1456. Maximum Number of Vowels in a Substring of Given Length

[songyy5517]

Given a string s and an integer k, return the maximum number of vowel letters in any substring of s with length k. Vowel letters in English are 'a', 'e', 'i', 'o', and 'u'.

Example 1:

Input: s = "abciiidef", k = 3
Output: 3
Explanation: The substring "iii" contains 3 vowel letters.

Example 2:

Input: s = "aeiou", k = 2
Output: 2
Explanation: Any substring of length 2 contains 2 vowels.

Example 3:

Input: s = "leetcode", k = 3
Output: 2
Explanation: "lee", "eet" and "ode" contain 2 vowels.
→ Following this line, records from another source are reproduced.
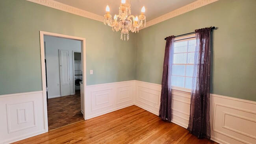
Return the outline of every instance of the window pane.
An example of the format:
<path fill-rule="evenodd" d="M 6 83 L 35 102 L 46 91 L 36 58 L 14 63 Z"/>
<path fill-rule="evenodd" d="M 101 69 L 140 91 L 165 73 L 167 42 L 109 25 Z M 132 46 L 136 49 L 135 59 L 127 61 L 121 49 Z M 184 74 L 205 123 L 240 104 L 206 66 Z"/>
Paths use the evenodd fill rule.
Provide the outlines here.
<path fill-rule="evenodd" d="M 192 78 L 186 77 L 186 84 L 185 88 L 186 89 L 191 89 L 192 87 Z"/>
<path fill-rule="evenodd" d="M 174 42 L 174 53 L 187 52 L 187 41 Z"/>
<path fill-rule="evenodd" d="M 193 64 L 195 61 L 195 53 L 189 52 L 187 53 L 187 63 Z"/>
<path fill-rule="evenodd" d="M 184 87 L 184 77 L 172 76 L 172 86 Z"/>
<path fill-rule="evenodd" d="M 187 53 L 173 54 L 174 64 L 186 64 L 187 61 Z"/>
<path fill-rule="evenodd" d="M 187 49 L 188 52 L 195 52 L 196 47 L 196 40 L 193 40 L 188 41 L 189 46 Z"/>
<path fill-rule="evenodd" d="M 173 65 L 172 75 L 185 76 L 185 65 Z"/>
<path fill-rule="evenodd" d="M 186 76 L 193 76 L 193 70 L 194 70 L 194 66 L 193 65 L 187 65 L 186 68 Z"/>

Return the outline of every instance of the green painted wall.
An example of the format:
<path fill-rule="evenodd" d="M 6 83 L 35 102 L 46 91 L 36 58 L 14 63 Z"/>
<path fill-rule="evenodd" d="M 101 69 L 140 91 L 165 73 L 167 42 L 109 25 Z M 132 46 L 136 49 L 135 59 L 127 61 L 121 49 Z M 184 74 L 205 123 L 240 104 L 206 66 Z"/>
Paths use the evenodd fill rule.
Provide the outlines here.
<path fill-rule="evenodd" d="M 220 0 L 136 34 L 135 79 L 161 84 L 165 41 L 215 26 L 211 93 L 256 101 L 256 1 Z"/>
<path fill-rule="evenodd" d="M 133 33 L 25 0 L 0 1 L 0 95 L 42 90 L 39 31 L 86 39 L 88 85 L 134 79 Z"/>

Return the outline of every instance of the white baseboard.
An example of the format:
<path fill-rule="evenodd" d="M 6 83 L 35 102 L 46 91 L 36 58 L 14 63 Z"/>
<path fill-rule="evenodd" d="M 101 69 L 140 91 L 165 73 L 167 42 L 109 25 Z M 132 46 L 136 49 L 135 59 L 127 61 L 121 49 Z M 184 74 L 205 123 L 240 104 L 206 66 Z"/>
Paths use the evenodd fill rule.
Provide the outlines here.
<path fill-rule="evenodd" d="M 60 95 L 57 95 L 57 96 L 48 96 L 48 99 L 59 98 L 59 97 L 60 97 L 61 96 Z"/>
<path fill-rule="evenodd" d="M 95 118 L 95 117 L 98 116 L 101 116 L 102 115 L 103 115 L 103 114 L 107 114 L 108 113 L 111 113 L 111 112 L 112 112 L 113 111 L 117 111 L 117 110 L 118 110 L 119 109 L 123 109 L 124 108 L 128 107 L 129 107 L 130 106 L 133 105 L 134 105 L 134 104 L 133 103 L 130 104 L 124 105 L 122 105 L 122 106 L 118 107 L 116 107 L 116 108 L 115 108 L 114 109 L 108 109 L 108 110 L 106 110 L 106 111 L 103 111 L 102 112 L 100 113 L 96 113 L 95 114 L 91 115 L 90 115 L 89 116 L 87 116 L 87 119 L 90 119 L 90 118 Z"/>
<path fill-rule="evenodd" d="M 48 130 L 43 99 L 42 91 L 0 96 L 0 143 L 14 142 Z"/>

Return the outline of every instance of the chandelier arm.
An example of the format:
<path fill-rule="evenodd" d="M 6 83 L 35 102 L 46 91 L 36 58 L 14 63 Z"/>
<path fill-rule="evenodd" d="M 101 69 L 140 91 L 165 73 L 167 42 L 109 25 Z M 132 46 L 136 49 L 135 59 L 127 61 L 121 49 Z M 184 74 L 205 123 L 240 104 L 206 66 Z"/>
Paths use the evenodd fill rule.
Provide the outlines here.
<path fill-rule="evenodd" d="M 115 21 L 113 22 L 112 22 L 112 24 L 110 22 L 110 20 L 107 20 L 107 22 L 108 22 L 108 25 L 109 25 L 109 26 L 111 26 L 111 27 L 113 27 L 115 26 L 116 25 L 116 24 L 117 23 L 116 20 L 115 20 Z"/>

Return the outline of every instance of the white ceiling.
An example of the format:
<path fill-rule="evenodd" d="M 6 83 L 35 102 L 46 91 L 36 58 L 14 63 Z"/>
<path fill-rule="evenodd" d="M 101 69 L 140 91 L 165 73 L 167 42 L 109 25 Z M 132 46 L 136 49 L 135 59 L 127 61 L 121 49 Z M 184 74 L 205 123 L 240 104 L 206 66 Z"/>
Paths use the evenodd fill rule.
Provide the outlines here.
<path fill-rule="evenodd" d="M 118 14 L 121 0 L 54 0 L 74 7 L 103 16 L 107 5 L 110 8 L 110 14 L 113 17 Z M 141 8 L 146 8 L 145 15 L 148 21 L 178 9 L 197 0 L 130 0 L 132 15 L 140 15 Z"/>

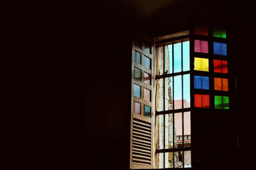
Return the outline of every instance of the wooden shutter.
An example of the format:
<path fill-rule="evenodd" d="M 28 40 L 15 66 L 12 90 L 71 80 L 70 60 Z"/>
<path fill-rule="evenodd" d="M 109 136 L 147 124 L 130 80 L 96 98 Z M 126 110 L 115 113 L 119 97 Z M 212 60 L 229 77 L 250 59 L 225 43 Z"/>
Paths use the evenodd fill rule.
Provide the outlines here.
<path fill-rule="evenodd" d="M 150 38 L 138 31 L 133 31 L 132 49 L 132 81 L 131 81 L 131 169 L 152 169 L 153 168 L 153 118 L 154 117 L 154 43 Z M 136 53 L 141 54 L 140 63 L 135 60 Z M 145 58 L 147 57 L 147 58 Z M 150 61 L 150 66 L 148 65 Z M 137 60 L 138 61 L 138 60 Z M 148 67 L 149 66 L 149 67 Z M 141 71 L 141 79 L 135 78 L 135 69 Z M 144 73 L 150 75 L 144 78 Z M 148 83 L 150 80 L 150 83 Z M 134 86 L 140 87 L 140 97 L 134 96 Z M 150 96 L 144 97 L 144 90 Z M 135 90 L 137 92 L 136 90 Z M 148 101 L 148 99 L 150 100 Z M 134 102 L 140 104 L 140 114 L 138 108 L 134 108 Z M 138 106 L 138 105 L 136 105 Z M 146 117 L 145 111 L 148 112 L 148 108 L 145 110 L 145 106 L 150 108 L 151 117 Z M 136 111 L 134 111 L 134 110 Z M 147 115 L 148 115 L 148 113 Z"/>

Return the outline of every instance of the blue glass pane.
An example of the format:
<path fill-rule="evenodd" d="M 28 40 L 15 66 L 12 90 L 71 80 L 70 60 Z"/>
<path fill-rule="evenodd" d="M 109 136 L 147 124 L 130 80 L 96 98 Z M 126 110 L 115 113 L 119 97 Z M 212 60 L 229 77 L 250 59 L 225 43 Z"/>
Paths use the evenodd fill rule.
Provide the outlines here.
<path fill-rule="evenodd" d="M 140 97 L 140 86 L 133 85 L 133 95 L 136 97 Z"/>
<path fill-rule="evenodd" d="M 146 105 L 144 105 L 144 116 L 151 117 L 151 108 Z"/>
<path fill-rule="evenodd" d="M 194 76 L 194 88 L 209 90 L 209 77 Z"/>
<path fill-rule="evenodd" d="M 134 61 L 140 64 L 141 63 L 141 54 L 136 51 L 135 51 Z"/>
<path fill-rule="evenodd" d="M 213 42 L 213 53 L 227 55 L 227 44 Z"/>

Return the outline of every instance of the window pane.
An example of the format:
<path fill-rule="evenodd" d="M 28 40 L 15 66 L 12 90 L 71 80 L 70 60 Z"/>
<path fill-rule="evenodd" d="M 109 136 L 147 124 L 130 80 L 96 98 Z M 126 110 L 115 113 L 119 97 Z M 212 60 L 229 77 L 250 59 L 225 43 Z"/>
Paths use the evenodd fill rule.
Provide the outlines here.
<path fill-rule="evenodd" d="M 141 80 L 141 71 L 140 69 L 134 68 L 134 79 Z"/>
<path fill-rule="evenodd" d="M 183 71 L 190 70 L 189 41 L 183 42 Z"/>
<path fill-rule="evenodd" d="M 174 109 L 182 108 L 181 76 L 174 76 Z"/>
<path fill-rule="evenodd" d="M 151 44 L 147 41 L 145 41 L 145 51 L 151 53 Z"/>
<path fill-rule="evenodd" d="M 229 109 L 229 101 L 228 96 L 214 96 L 216 109 Z"/>
<path fill-rule="evenodd" d="M 215 73 L 228 73 L 228 62 L 227 60 L 214 60 Z"/>
<path fill-rule="evenodd" d="M 141 54 L 136 51 L 135 51 L 134 61 L 141 64 Z"/>
<path fill-rule="evenodd" d="M 140 97 L 140 86 L 136 84 L 133 85 L 133 95 L 136 97 Z"/>
<path fill-rule="evenodd" d="M 195 108 L 209 108 L 210 97 L 206 94 L 195 94 Z"/>
<path fill-rule="evenodd" d="M 144 72 L 144 83 L 151 85 L 151 75 Z"/>
<path fill-rule="evenodd" d="M 144 99 L 148 101 L 151 101 L 150 90 L 144 88 Z"/>
<path fill-rule="evenodd" d="M 195 34 L 203 36 L 208 36 L 207 25 L 201 22 L 195 22 Z"/>
<path fill-rule="evenodd" d="M 195 70 L 209 71 L 209 60 L 207 59 L 195 57 Z"/>
<path fill-rule="evenodd" d="M 214 78 L 214 90 L 228 91 L 228 79 Z"/>
<path fill-rule="evenodd" d="M 144 105 L 144 116 L 151 118 L 151 108 Z"/>
<path fill-rule="evenodd" d="M 190 74 L 183 75 L 183 105 L 190 108 Z"/>
<path fill-rule="evenodd" d="M 195 39 L 195 52 L 208 53 L 208 41 Z"/>
<path fill-rule="evenodd" d="M 144 57 L 144 66 L 149 69 L 151 69 L 151 59 L 145 56 Z"/>
<path fill-rule="evenodd" d="M 213 27 L 213 36 L 226 38 L 226 31 L 223 28 Z"/>
<path fill-rule="evenodd" d="M 138 102 L 133 102 L 133 113 L 140 114 L 140 103 Z"/>
<path fill-rule="evenodd" d="M 184 167 L 191 167 L 191 151 L 184 152 Z"/>
<path fill-rule="evenodd" d="M 194 88 L 209 90 L 209 77 L 194 76 Z"/>
<path fill-rule="evenodd" d="M 181 43 L 173 45 L 174 73 L 181 71 Z"/>
<path fill-rule="evenodd" d="M 213 42 L 213 54 L 227 55 L 227 44 Z"/>

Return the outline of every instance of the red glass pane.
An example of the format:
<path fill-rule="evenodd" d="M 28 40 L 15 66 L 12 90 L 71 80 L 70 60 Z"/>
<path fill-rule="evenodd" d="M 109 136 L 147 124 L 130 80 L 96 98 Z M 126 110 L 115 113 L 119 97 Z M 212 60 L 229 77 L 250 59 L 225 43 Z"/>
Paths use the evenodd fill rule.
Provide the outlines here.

Intuition The problem is to find a substring of length k with the most vowels. So we need to check every substring of length k in the original string. Therefore, we can loop through the string with a sliding window. For each step, we calculate the number of vowels in the current substring and compare it with the global maximum.

[songyy5517]

Approach: Sliding Window

1. Exception handling;
2. Define variables and initiate:
   • num: the number of vowels in str[0:k-1];
   • max = num: the global maximum of vowels.
3. Iterate over the string with the sliding window:
   • Calculate the number of vowels in the current window, and compare with the global maximum.
4. Return the global maximum max.

Complexity Analysis

• Time complexity: $O(N)$ , iterating over the entire string takes $O(N)$ time;
• Space complexity: $O(1)$, additionally define constant-level variables.

[songyy5517]

class Solution {
    public int maxVowels(String s, int k) {
        // 思路：滑动窗口
        // 1. 异常处理
        if (s == null || s.length() < k)
            return 0;

        // 2. 变量定义
        int sum = 0;
        for (int i = 0; i < k; i++){
            sum += isVowel(s.charAt(i));
        }
        int max_sum = sum;

        // 3. 遍历字符串
        for (int i = k; i < s.length(); i++){
            sum = sum + isVowel(s.charAt(i)) - isVowel(s.charAt(i - k));
            max_sum = Math.max(max_sum, sum);
        }

        return max_sum;
    }

    int isVowel(char c){
        return c == 'a' || c == 'e' || c == 'i' || c == 'o' || c == 'u' ? 1 : 0;
    }
}

[songyy5517]

2024/5/13